DRAMScope: Uncovering DRAM Microarchitecture and Characteristics by Issuing Memory Commands
Hwayong Nam, Seungmin Baek, Minbok Wi, Michael Jaemin Kim, Jaehyun Park, Chihun Song, Nam Sung Kim, Jung Ho Ahn
TL;DR
This work tackles the opacity of modern DRAM microarchitecture by introducing DRAMScope, a cross-validated reverse-engineering framework using AIBs, RowCopy, and retention tests to reveal macro- and micro-level DRAM structures.
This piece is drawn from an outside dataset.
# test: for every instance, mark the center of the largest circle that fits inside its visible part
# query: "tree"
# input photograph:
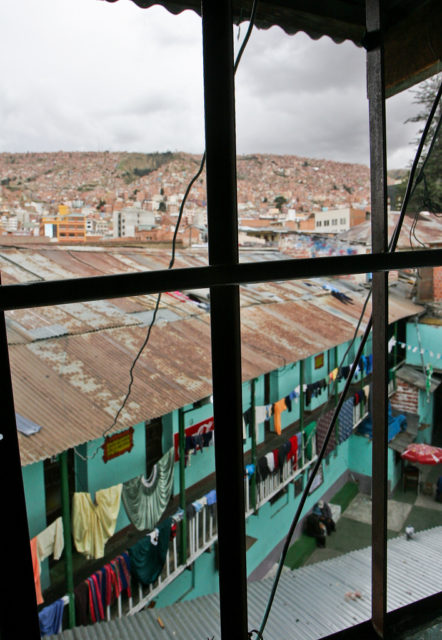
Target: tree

It uncovers hidden internal features such as data swizzling, MAT and subarray configurations, edge subarrays, and coupled-row activation, along with $6F^2$-based AIB patterns and adversarial data patterns that affect $H_{ ext{cnt}}$ and BER. The findings motivate simple yet effective protections, including data masking/scrambling and in-DRAM mitigations like DRFM, and have significant implications for AIB defenses, TRR design, and processing-in-memory reliability. Overall, the work provides a rigorous, reproducible methodology and concrete DRAM microarchitectural insights that can drive secure, reliable memory system design in the presence of complex AIB dynamics.
Abstract
The demand for precise information on DRAM microarchitectures and error characteristics has surged, driven by the need to explore processing in memory, enhance reliability, and mitigate security vulnerability. Nonetheless, DRAM manufacturers have disclosed only a limited amount of information, making it difficult to find specific information on their DRAM microarchitectures. This paper addresses this gap by presenting more rigorous findings on the microarchitectures of commodity DRAM chips and their impacts on the characteristics of activate-induced bitflips (AIBs), such as RowHammer and RowPress. The previous studies have also attempted to understand the DRAM microarchitectures and associated behaviors, but we have found some of their results to be misled by inaccurate address mapping and internal data swizzling, or lack of a deeper understanding of the modern DRAM cell structure. For accurate and efficient reverse-engineering, we use three tools: AIBs, retention time test, and RowCopy, which can be cross-validated. With these three tools, we first take a macroscopic view of modern DRAM chips to uncover the size, structure, and operation of their subarrays, memory array tiles (MATs), and rows. Then, we analyze AIB characteristics based on the microscopic view of the DRAM microarchitecture, such as 6F^2 cell layout, through which we rectify misunderstandings regarding AIBs and discover a new data pattern that accelerates AIBs. Lastly, based on our findings at both macroscopic and microscopic levels, we identify previously unknown AIB vulnerabilities and propose a simple yet effective protection solution.